There are certain things that come along -- whether it be in pop culture, or fashion, or whatever -- when I just don't understand what all of the hubbub is about. Here's my list of ten those things. I may revisit this topic someday, so stay tuned.
1. American Idol. Even from day 1, I was not a regular viewer. And yes, I have tuned in to the audition shows, and to finales, and to just everyday episodes. I just don't get all of the excitement about it, especially considering most of the "winners" are not all that successful. It's a glorified karoke contest, and you know I love me some karoke, so you know I'm not knocking it. And there are talented exceptions like Carrie Underwood and Kelly Clarkson. But seriously, between Ryan Seacrest and Paula just loving everything...I don't get it.
2. Lost. I'm sorry -- I've tried. I even ordered the first season on iTunes, and nearly got through it. I. Just. Don't. Care. Any show where I have to think that hard -- I'm tuning out. You already know I am more into junk TV than into anything substantial. I wish I was a fan so I can take part in all of the chatter about it. But I just don't get it.
3. The iPhone. Those of you out there who have one (and you know who you are) probably think I'm crazy for saying this -- and maybe it's because I don't have one. You know, to understand the craze of the iPhone, maybe I have to own one. But seriously. It was way overpriced to begin with (SUCKERS!) and there's too many stupid applications for it. It's a PHONE, people! It's bad enough I can already check email and go to Facebook from my shitty phone. When I finally do get an iPhone (or a reasonably similar phone) please go ahead an mock me. Until then, I am going to be the mockee.

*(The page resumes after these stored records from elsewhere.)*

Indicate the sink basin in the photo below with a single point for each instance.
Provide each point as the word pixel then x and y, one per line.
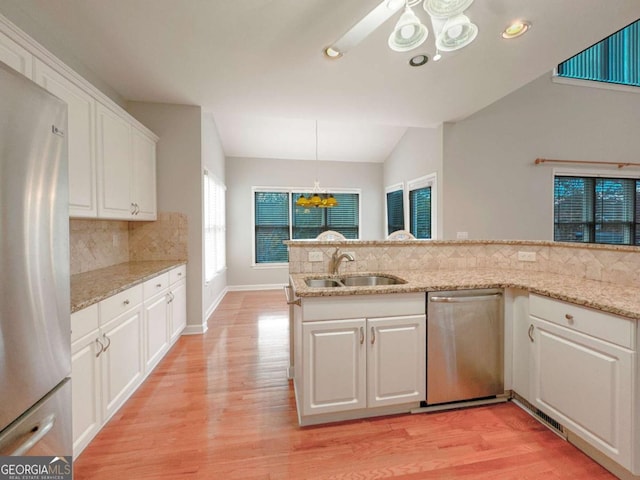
pixel 370 280
pixel 322 282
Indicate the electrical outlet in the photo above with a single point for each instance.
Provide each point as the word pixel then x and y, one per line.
pixel 315 256
pixel 527 256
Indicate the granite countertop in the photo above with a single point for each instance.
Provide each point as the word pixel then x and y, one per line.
pixel 607 297
pixel 91 287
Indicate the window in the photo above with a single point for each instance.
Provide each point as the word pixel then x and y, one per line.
pixel 214 226
pixel 422 206
pixel 395 209
pixel 616 59
pixel 271 226
pixel 596 210
pixel 277 219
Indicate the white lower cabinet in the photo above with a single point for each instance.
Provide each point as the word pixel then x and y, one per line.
pixel 358 367
pixel 116 343
pixel 582 376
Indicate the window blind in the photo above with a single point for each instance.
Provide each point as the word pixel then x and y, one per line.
pixel 616 59
pixel 271 226
pixel 596 210
pixel 395 211
pixel 420 212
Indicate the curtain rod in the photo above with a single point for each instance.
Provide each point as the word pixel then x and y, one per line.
pixel 540 161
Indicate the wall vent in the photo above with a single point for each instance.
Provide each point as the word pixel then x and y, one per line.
pixel 550 422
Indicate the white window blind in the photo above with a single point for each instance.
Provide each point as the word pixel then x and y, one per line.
pixel 214 226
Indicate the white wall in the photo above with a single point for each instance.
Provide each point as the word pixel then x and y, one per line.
pixel 213 159
pixel 492 188
pixel 179 182
pixel 245 173
pixel 418 153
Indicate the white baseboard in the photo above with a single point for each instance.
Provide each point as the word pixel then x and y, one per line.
pixel 249 288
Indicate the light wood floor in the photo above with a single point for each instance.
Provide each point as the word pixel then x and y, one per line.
pixel 219 406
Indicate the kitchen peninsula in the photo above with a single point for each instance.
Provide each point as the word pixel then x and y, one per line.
pixel 570 325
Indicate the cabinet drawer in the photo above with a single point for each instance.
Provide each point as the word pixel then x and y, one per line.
pixel 605 326
pixel 84 322
pixel 177 274
pixel 119 303
pixel 155 285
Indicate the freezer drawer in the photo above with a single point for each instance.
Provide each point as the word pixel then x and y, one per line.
pixel 43 430
pixel 465 346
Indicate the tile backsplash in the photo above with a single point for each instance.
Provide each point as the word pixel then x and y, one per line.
pixel 96 244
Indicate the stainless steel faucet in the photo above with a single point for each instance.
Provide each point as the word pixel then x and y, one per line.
pixel 336 260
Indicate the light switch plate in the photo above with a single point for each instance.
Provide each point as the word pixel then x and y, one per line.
pixel 315 256
pixel 527 256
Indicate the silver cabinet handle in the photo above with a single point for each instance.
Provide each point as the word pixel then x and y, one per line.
pixel 287 293
pixel 108 340
pixel 101 345
pixel 38 431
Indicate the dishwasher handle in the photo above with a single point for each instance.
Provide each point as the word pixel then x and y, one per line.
pixel 463 299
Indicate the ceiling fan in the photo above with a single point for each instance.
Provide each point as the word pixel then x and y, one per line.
pixel 452 28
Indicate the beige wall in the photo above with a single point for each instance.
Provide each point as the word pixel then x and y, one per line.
pixel 492 188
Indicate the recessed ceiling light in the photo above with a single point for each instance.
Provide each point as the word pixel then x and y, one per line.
pixel 516 29
pixel 418 60
pixel 332 53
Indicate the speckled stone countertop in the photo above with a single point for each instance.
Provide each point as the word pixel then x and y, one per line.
pixel 91 287
pixel 608 297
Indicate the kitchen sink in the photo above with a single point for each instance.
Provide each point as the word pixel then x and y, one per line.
pixel 322 282
pixel 370 280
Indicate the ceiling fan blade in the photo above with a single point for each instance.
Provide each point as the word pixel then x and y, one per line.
pixel 364 27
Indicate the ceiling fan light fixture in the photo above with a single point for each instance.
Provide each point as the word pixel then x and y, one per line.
pixel 409 32
pixel 457 33
pixel 516 29
pixel 332 53
pixel 446 8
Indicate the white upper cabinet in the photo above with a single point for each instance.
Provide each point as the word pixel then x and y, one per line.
pixel 114 165
pixel 80 137
pixel 144 175
pixel 15 56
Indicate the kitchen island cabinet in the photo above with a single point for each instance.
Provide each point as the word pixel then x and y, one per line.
pixel 354 358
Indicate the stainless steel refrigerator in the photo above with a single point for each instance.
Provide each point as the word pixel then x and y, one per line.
pixel 35 351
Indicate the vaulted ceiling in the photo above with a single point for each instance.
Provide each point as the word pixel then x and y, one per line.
pixel 258 64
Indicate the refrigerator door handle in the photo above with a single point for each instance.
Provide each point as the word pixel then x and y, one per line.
pixel 36 434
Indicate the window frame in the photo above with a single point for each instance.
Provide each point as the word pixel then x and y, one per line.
pixel 591 173
pixel 430 180
pixel 390 189
pixel 292 191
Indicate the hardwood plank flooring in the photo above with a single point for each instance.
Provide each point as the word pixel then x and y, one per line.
pixel 219 406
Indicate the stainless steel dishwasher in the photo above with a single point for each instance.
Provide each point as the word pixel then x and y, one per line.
pixel 465 345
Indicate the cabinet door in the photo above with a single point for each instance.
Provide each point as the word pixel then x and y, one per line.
pixel 178 309
pixel 114 165
pixel 156 319
pixel 334 363
pixel 585 384
pixel 144 176
pixel 80 137
pixel 85 388
pixel 396 361
pixel 122 360
pixel 15 56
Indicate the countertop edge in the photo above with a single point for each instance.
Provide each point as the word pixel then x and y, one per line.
pixel 89 288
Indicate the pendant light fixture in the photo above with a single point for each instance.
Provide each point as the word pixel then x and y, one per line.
pixel 317 198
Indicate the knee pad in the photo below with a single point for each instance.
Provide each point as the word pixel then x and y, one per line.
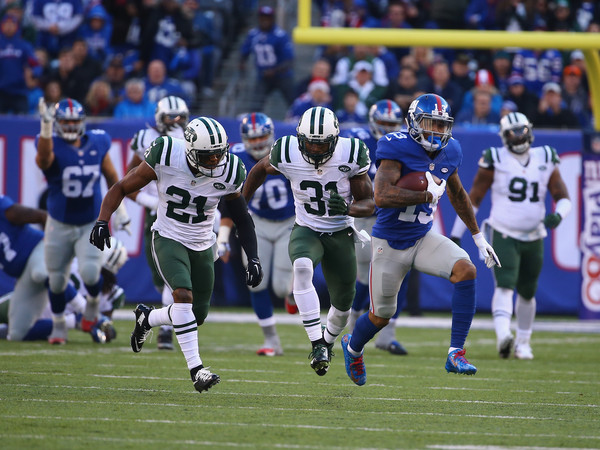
pixel 303 273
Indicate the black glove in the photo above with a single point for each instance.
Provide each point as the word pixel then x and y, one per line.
pixel 337 205
pixel 552 220
pixel 100 234
pixel 254 272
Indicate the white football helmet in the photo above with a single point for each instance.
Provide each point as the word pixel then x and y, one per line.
pixel 116 256
pixel 318 126
pixel 516 132
pixel 207 148
pixel 170 112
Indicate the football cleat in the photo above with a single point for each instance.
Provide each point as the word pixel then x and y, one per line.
pixel 319 359
pixel 505 346
pixel 457 363
pixel 394 347
pixel 523 351
pixel 58 336
pixel 355 365
pixel 290 305
pixel 165 339
pixel 205 379
pixel 142 327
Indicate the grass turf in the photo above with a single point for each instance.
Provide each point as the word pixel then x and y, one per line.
pixel 89 394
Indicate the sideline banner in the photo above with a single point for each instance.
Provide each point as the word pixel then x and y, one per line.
pixel 590 236
pixel 560 283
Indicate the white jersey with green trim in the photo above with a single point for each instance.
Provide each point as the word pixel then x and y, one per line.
pixel 188 203
pixel 311 186
pixel 140 143
pixel 519 190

4. HDTVs. Considering we just purchased a plasma TV, I shouldn't have this on my list. But I am finding it incredibly irritating when ever time we are watching TV, it gets pointed out how "Look! It's in HD!" Big Fucking Deal. The picture is clear and crisp. The colors are more vibrant. WHOOOPIE.
5. Ice Cream Cakes. I hate them because the cake is always frozen solid, and no one ever thaws them out properly. I just don't get the big deal...we just didn't get you a cake for your birthday, we got an ice cream cake! Again, WHOOOPIDIEE-DO.
6. Brad Pitt. I don't understand why women gush about him. I mean, he's good looking and all, but he's just not the end all-be all of male beauty. And his acting is meodicre. The only movie he was in where I was blown away by his performance was Fight Club and it was probably more the story than it was the actual presence of Brad Pitt.
7. Jessica Simpson. Why is this woman a star? Besides the fact that she is beautiful, she can't act or sing. Her music sucks and she's a moron. And for the record, I don't care that she gained a few pounds -- she's not fat. I would kill to be as "fat" as the tabloids say she is. OMG the woman has a figure instead of being a twig. Heaven forbid!
8. The Jonas Brothers, Miley Cyrus, High School Musical (1, 2 and 3). I know I probably have to be 11 years old to truly appreciate the awesomeness of Nick Jonas or Zac Efron...and yes, I know their names (I read Us!) -- but I am so sick of seeing their faces, I want to puke. And did anyone catch The Jonas Brothers on Saturday Night Live a few weeks ago? That one brother (I don't know his name -- maybe he's Nick) but he kept making these faces at the camera and it was so embarassing. I don't know if it was on purpose or what -- but seriously. Start rehearsing in front of the mirror because you look like a douchebag.
9. Gardening. Maybe my mind will change on this one when I'm like 50 years old or something, but I just don't understand why people love to garden. Whether it be food or flowers -- it just seems like a waste of time. And it looks like it's hard on the knees and back. Oh, and it looks like you have to do it in the middle of summer, so anything where I have to get all dirty and sweaty outside in the summer -- um, no thanks.
10. The Super Bowl. I know, you are all gasping in collective horror at this admission of mine. And believe me, I understand sports and football. The part I don't understand is why anyone cares so much about it. If it's not the team from your hometown/state, and the game is not played in your hometown/state, then what the fuck is the big deal? Are you really that emotionally invested in caring about some team from Miami or Pittsburgh or New England THAT MUCH? It's like "Whoo Hooo! The Stealers won the Superbowl!! OMG I'm so happy for them!!" WHY? You know what I think? "The Stealers won the Superbowl? Who Cares!" You know when I'll care? When the Lions make it to the Superbowl. Now that will be a good reason to have a party and get drunk with all your friends.